第九話 悪臭騒動

ズズズッ


「あっち!!」


俺は右手に持っていたマグカップを口からすぐに離す。するとその勢いあまってカップ内のコーヒーが手にかかる。


「あっちゃああいっ!!」


ガシャン


カップが机に落ち、コーヒーが机中に広がっていく。


「ああ、すいません!」

「なにをやっているんだ、おい、なにか拭くものを」


「はい」


初老の男の呼びかけに屈強な体にスーツをまとった厳つい男が返事し、部屋を出ていく。


俺はサヤの入れられた水槽のあった部屋からエレベーターを上がり、また地上に戻ってきていた。ここは一階で、玄関横の応接間のような部屋だった。部屋は洋風な内装で、床には上品なカーペットが敷かれ、壁には絵画が飾られている。部屋の隅には暖炉もあった。俺が座っているのは一人掛け用のふかふかな茶色い革製の椅子、これまた上品だ。そして木製の重厚感のあるテーブルを挟んで、向かいには同じ一人掛けの椅子にさっき地下室であった初老の男が座っていた。


オンギャアア


突然、部屋に叫び声が響く。その声の正体はこれだ。俺の椅子のすぐ横の床に赤ん坊の入ったゆりかごが置かれていた。その中で顔をくしゃくしゃにして必死に泣き叫ぶ赤ん坊。サヤが命と引き換えに生んだ子だ。


「どうした、腹が減ったのか。」


男がぶっきらぼうな声で聞いてくる。


「いやーどうでしょう。おい、どうしたどうした。」


俺がゆりかごから抱きかかえると体をねじりながら一層大きな声で叫ぶ


おんぎゃあ、おんぎゃあ


「う、くっさ!」


赤ん坊を目の前まで持ってくると突然鼻をつんとさす悪臭が漂った。


「うっ、排便をしているようだな。
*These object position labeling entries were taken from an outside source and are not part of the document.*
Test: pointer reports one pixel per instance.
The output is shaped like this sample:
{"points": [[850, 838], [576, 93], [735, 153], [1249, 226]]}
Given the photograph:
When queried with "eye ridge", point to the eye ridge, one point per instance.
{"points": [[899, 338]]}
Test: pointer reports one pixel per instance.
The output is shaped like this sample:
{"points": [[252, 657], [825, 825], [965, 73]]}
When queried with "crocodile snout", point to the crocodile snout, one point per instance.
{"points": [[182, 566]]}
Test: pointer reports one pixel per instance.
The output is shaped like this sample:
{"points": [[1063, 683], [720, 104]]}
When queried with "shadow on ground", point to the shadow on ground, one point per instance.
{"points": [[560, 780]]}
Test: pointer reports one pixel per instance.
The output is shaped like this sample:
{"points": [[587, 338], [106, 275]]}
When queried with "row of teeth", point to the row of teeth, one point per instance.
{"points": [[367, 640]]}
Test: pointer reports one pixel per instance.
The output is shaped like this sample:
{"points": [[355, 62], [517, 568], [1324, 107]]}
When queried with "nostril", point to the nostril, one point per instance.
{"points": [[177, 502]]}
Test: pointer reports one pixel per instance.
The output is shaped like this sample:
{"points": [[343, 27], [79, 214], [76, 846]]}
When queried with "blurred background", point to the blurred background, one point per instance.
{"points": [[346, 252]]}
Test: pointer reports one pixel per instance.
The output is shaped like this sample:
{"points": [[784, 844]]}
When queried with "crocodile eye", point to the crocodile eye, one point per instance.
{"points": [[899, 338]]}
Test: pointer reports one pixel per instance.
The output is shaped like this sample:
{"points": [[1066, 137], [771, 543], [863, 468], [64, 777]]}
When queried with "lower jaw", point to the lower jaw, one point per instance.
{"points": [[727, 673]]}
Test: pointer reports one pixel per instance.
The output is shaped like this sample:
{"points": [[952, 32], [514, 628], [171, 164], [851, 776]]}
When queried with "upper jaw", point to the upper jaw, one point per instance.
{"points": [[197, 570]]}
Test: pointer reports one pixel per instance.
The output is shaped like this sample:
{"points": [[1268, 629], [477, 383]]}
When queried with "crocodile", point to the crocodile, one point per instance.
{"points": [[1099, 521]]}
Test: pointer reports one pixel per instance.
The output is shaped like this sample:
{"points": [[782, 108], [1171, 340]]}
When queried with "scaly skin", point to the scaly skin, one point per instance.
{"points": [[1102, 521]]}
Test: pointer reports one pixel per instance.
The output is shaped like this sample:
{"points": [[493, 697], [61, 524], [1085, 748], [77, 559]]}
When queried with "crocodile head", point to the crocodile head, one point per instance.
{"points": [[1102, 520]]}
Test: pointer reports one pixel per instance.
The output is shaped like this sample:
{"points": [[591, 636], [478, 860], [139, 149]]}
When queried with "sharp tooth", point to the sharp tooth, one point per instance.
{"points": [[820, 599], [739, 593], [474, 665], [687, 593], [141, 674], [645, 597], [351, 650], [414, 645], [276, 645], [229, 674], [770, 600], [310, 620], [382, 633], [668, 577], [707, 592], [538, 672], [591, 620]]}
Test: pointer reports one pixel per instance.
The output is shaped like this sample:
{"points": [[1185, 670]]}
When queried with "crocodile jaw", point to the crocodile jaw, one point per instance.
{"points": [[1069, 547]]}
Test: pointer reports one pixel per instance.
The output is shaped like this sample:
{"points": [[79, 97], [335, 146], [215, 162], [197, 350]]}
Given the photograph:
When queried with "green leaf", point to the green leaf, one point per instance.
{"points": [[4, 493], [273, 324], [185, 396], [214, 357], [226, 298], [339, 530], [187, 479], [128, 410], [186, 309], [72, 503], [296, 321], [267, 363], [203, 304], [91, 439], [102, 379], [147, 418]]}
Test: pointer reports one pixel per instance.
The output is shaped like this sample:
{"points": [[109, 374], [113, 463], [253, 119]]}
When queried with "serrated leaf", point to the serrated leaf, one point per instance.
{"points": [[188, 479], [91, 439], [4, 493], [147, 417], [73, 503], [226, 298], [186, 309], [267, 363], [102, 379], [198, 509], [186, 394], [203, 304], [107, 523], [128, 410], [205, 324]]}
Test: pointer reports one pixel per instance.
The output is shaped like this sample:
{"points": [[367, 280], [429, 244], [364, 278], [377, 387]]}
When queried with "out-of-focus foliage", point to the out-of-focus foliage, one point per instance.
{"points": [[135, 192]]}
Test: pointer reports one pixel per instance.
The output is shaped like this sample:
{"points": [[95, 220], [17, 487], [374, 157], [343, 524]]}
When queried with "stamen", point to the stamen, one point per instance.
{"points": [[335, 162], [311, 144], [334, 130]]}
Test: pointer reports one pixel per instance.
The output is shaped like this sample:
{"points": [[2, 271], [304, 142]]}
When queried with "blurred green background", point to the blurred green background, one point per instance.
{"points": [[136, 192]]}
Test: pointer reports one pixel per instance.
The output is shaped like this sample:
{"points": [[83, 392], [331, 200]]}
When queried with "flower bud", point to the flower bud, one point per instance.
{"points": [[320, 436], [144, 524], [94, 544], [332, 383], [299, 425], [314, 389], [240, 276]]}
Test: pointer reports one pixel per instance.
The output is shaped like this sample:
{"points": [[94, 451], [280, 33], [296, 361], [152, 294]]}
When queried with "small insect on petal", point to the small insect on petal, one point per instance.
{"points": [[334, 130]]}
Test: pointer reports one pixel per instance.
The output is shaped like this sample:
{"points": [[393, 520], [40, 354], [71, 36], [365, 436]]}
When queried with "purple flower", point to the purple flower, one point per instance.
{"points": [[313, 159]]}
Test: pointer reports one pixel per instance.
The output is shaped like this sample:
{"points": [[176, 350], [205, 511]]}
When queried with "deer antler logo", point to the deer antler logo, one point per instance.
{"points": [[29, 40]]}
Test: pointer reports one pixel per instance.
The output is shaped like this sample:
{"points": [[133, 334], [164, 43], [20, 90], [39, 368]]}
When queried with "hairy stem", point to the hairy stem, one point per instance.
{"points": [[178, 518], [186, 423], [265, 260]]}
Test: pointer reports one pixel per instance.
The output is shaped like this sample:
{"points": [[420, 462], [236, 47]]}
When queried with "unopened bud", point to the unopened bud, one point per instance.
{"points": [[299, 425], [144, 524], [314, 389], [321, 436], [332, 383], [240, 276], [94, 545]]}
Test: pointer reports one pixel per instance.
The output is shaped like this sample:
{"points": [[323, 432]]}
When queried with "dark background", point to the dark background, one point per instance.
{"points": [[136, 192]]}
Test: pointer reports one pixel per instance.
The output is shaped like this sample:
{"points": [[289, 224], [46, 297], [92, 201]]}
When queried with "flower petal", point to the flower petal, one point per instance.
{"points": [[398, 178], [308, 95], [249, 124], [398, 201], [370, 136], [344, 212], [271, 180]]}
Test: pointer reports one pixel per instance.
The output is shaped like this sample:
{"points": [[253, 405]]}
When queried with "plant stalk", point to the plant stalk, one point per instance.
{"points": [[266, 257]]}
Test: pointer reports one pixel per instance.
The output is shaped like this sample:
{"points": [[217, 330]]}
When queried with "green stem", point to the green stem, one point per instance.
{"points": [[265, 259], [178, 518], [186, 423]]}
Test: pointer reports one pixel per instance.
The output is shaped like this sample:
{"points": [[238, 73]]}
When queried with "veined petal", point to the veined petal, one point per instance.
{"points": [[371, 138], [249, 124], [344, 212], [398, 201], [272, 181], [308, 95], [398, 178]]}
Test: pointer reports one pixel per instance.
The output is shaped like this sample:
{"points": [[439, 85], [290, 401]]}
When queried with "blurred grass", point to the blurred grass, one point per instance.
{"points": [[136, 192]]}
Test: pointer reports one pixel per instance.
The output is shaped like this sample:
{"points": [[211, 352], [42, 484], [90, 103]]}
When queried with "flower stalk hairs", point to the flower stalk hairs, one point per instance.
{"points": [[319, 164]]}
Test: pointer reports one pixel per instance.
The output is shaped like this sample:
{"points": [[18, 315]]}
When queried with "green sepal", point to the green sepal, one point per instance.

」


どうやら匂いは男の方まで届いたようだ、鼻をつまみながら厳しい顔でそう言った。


「うんちかよーったく」


腹がいて―ならそう言えってんだ、された後じゃ泣かれてもこっちが困るんだよ。


俺は広い床のところまで移動し、おしめを取る。


「ばか、そこでやるな!」


後ろから男の制止する声が聞こえたがもう遅かった。


「うおぉ、なんという臭いだ、ぐっ、、」


振り向くと、そう言って男は椅子から立ち上がると逃げるように窓辺に向かっていた。


おしめの中にはしっかりとほやほやのソレがあった。詳細な描写は気分を害したくないのでやめておこう。あまりの臭いに一旦おしめを塞ごうと手を動かしたとほぼ同時に、だんだんと部屋の外から近づいてきていた足音が大きくなり、さっき部屋を飛び出した屈強な男がまた部屋に入る。


「持ってきまし、、ぐおぅクッサ!!」


男は走って勢いよく部屋に入ってきたため、いきなり悪臭の根源に近づきすぎたようだ。瞬時に上半身をのけぞらせ、あわや後ろに転げそうになった。そしてのけぞらせた頭が勢いよく扉に当たる。


ゴツン


「あイタっ!!」


やかましい奴だ。とりあえずこのブツをどうにかしなくては。俺は鼻をつまみながら初老の男に言った。


「なんか部屋貸してください!」

「どこでもいい!とにかくどっか行け!おい、案内してやるんだ!」



♢♢♢♢♢♢♢♢♢♢♢♢♢♢♢♢♢♢♢♢♢♢♢♢


とんだ異臭騒ぎが落ち着き、俺は初老の男がいた応接間に戻ってきていた。


「すいません、ご迷惑おかけしちゃって」

「ふん、まあ赤ん坊に文句を言うことはできん。それより突然そこでおむつを広げるとは常識のない奴だ。」

「すいません、、、」


俺はまた謝りながら頭を軽く下げた。